| name | csv-to-json-validator |
| version | 1.0.0 |
| spec_version | 1.0 |
| description | Validates a CSV file against a declared schema and emits a JSON array with explicit error reporting. |
| description_i18n | {"en":"Validates CSV rows against a field-typed schema; emits JSON + an error report. Stops on hard errors, warns on soft ones.","zh":"按声明的 schema 验证 CSV 数据行;输出 JSON 数组与错误报告,遇硬错误停止、软错误警告。"} |
| license | MIT |
| author | {"name":"skill-writer-examples"} |
| created | 2026-04-17 |
| updated | 2026-04-17 |
| type | data-pipeline |
| skill_tier | functional |
| tags | ["data-pipeline","csv","json","validation","schema"] |
| triggers | {"en":["validate csv against schema","convert csv to json with validation","csv schema check","load csv and emit json"],"zh":["校验 csv","csv 转 json","csv 按 schema 检查"]} |
| interface | {"input":"csv-file + schema-declaration","output":"json-array + validation-report"} |
| extends | {"evaluation":{"metrics":["trigger_accuracy","output_schema_conformance","error_recall"],"thresholds":{"trigger_accuracy":0.9,"output_schema_conformance":1,"error_recall":0.95}},"production":{"cost_budget_usd":0.04,"est_tokens_p50":2400,"est_tokens_p95":6800,"latency_budget_ms":10000,"est_p95_ms":7200}} |
| generation_method | human-authored |
| validation_status | full-eval |
csv-to-json-validator
§1 Identity
Role: Data-pipeline skill that validates CSV input against a declared schema and produces a structured JSON array, preserving every row-level error.
Red Lines:
- MUST NOT silently drop rows. Every rejection emits an error record.
- MUST NOT infer types from data. The schema is authoritative.
- MUST NOT write anywhere other than the declared output path.
§2 Skill Summary
WHAT: CSV → JSON with per-row validation against a typed schema.
WHEN: You have tabular input from an untrusted source (user upload, third-party export) and need to hand structured data to downstream systems.
WHO: Data engineers, backend developers, data-QA.
NOT-FOR: Free-text/unstructured text (use a parser). Binary formats. Streaming use-cases > 10 MB (this skill is bounded to in-memory).
§3 Negative Boundaries
- Do NOT use for Excel (.xlsx) → use a dedicated xlsx reader upstream.
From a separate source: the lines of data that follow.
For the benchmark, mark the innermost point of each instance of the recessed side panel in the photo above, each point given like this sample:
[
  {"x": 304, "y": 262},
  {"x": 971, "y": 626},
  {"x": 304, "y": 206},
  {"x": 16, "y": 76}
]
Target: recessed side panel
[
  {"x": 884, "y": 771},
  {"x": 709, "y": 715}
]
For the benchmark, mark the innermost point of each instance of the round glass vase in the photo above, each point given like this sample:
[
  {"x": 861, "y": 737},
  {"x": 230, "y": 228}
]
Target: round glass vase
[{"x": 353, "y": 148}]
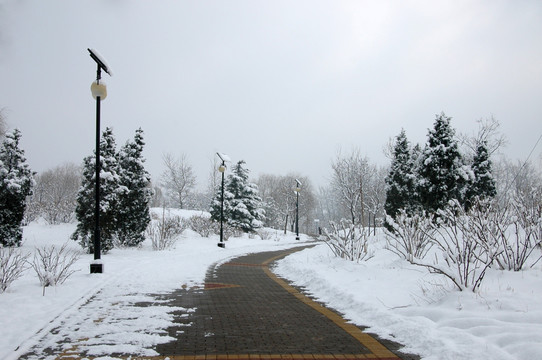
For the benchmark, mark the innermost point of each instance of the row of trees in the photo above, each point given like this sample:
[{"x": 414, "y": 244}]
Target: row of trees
[
  {"x": 428, "y": 179},
  {"x": 16, "y": 182},
  {"x": 124, "y": 195}
]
- Do NOT use for JSON Lines or NDJSON → input format is canonical CSV only.
- Do NOT use for "best-effort" parsing with type coercion → schema mismatches must fail loudly.
§4 Mode Router
| User says... | Mode |
|---|
| "validate this csv", "check schema" | VALIDATE-ONLY |
| "convert csv to json", "csv → json" | CONVERT |
| "validate and convert" | FULL (default) |
§5 Workflow (FULL mode)
1. PARSE
- Read input CSV (UTF-8, RFC 4180).
- Reject if file size > 10 MB → ABORT with MaxSizeExceeded.
2. LOAD SCHEMA
- Schema is a YAML or JSON object mapping column → type + constraints.
- Supported types: string, int, float, bool, iso-date, email, url, enum.
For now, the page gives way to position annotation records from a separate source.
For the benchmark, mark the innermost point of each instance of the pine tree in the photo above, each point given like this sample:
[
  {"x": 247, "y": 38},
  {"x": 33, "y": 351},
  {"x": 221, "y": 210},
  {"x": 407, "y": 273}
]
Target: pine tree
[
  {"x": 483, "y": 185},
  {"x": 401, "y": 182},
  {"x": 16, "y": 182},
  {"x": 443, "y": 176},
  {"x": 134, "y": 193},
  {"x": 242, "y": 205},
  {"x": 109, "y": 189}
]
3. VALIDATE ROWS (per row)
- For each column:
a. Check type.
b. Check required/nullable.
c. Check constraints (min, max, regex, enum values).
- Collect all errors for the row (don't short-circuit).
- If the row has ≥ 1 hard error, record it in `errors` and continue.
4. EMIT
- JSON array of validated rows (in source order).
- Separate `errors` array of {row_index, column, code, message}.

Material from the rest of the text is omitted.